Visceral sensory processing also differs from cutaneous sensory processing because visceral neuronal synapses exist at cell bodies of prevertebral ganglia such as the celiac ganglion, superior mesenteric ganglion, and pelvic ganglion, producing changes in local visceral function outside central control. The gastrointestinal tract is also supplied by an independent enteric nervous system relating to functions of digestion and absorption. In the pelvis, structures receive dual innervation with afferents from lower thoracic to upper lumbar segments and from sacral segments. Testicle and ovary embryologically originate in the superior aspect of the abdomen and, therefore, receive thoracic innervation. The urinary bladder has a similar thoracolumbar innervation with sensory inputs extending up to the T10 level but also receives sacral inputs (the pelvic nerve) with other tissues originating from sacral dermatomes (rectum, genital structures).

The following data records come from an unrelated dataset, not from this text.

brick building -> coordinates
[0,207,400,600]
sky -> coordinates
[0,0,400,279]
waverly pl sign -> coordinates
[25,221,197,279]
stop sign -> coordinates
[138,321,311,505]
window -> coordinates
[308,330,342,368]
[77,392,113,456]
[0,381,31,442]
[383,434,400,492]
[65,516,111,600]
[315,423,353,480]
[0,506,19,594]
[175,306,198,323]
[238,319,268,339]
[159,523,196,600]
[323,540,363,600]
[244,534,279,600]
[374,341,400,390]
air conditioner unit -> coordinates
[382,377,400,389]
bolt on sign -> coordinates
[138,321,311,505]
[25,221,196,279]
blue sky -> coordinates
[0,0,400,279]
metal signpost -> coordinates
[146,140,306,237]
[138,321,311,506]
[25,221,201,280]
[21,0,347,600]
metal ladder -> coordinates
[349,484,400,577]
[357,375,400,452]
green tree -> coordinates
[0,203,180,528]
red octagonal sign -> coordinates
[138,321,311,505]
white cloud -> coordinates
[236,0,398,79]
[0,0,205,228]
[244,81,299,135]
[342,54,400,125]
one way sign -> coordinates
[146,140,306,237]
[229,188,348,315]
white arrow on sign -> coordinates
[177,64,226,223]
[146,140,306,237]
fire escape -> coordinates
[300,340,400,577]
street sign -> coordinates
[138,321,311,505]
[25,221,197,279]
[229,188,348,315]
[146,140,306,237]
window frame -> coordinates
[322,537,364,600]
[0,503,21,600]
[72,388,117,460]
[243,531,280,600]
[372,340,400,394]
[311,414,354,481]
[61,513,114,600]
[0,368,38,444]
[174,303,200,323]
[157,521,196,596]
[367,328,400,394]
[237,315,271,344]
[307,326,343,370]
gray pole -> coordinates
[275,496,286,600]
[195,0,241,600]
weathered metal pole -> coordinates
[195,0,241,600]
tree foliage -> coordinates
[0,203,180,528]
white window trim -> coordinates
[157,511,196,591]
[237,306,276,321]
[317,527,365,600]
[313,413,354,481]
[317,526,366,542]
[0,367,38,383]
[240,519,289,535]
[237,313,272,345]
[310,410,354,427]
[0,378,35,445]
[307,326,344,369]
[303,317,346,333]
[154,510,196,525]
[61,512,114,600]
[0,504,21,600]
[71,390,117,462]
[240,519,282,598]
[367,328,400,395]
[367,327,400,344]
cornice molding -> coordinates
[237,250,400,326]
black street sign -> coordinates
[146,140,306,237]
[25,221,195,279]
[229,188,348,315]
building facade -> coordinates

Pelvic organs also receive efferent and afferent connections from the vagus nerve and local ganglionic circuitry, resulting in a complex and diffuse neuroanatomy. Afferents with endings in a focal visceral site may have cell bodies in the dorsal root ganglia of 10 or more spinal levels in a bilaterally distributed fashion. In contrast, cutaneous afferents from a particular body surface arise from only 3 to 5 unilaterally located dorsal root ganglia.

Visceral receptors are located in mucosa, serosa, and muscle of hollow organs as well as visceral mesentery. They are not reported in parenchyma of solid organs. The specialized receptors that discriminate a variety of stimuli in somatic structures are absent in viscera. The mesentery, however, does contain Pacinian corpuscles. Hollow organs contain specialized low-threshold and high-threshold mechanoreceptors. Low-threshold receptors serve a basic regulatory function, whereas high-threshold receptors are activated only with noxious mechanical stimuli. Visceral nociception results from summation of nociceptive input to regulatory low-threshold receptors and noxious high-threshold and silent nociceptors rather than activation of stimulus-specific nociceptors.⁴⁰

Visceral afferent fiber activation causes an increase in nitric oxide synthase in the dorsal horn of the spinal cord, causing expression of the oncogene c-Fos in laminae I, V, VII, X of the dorsal horn within the thoracolumbar spine. Similar upregulation is seen in the amygdala and paraventricular hypothalamic nuclei and consequent elevation in norepinephrine production within the locus ceruleus.

Features of visceral pain processing differing from somatic processing include dorsal column ascending secondary sensory afferents, the spinal trigeminal to parabrachioamygdaloid tract, and the spinohypothalamic pathway. In the visceral system, both ventrolateral and dorsal column postsynaptic neurons have a role in nociception. Ascending tracts synapse at the lateral thalamus first, then limbic centers, and then somatosensory cortex.

Whereas somatic nociception is represented somatotopically within the primary somatosensory cortex, visceral pain is represented in the secondary somatosensory cortex and poorly represented within the primary somatosensory cortex. Visceral pain is well represented in the limbic system, including anterior cingulate gyrus, insular cortex, and amygdala, suggesting a basis for the strong emotional component of visceral pain. Whereas visceral pain elicits decreased patient activity, nausea, and hypotension, somatic pain elicits agitation, reactive activity, and hypertension. Nociceptive activity within the gastrointestinal tract induces inhibition of dorsal motor neurons of the vagus within the medulla leading to gastroparesis and nausea.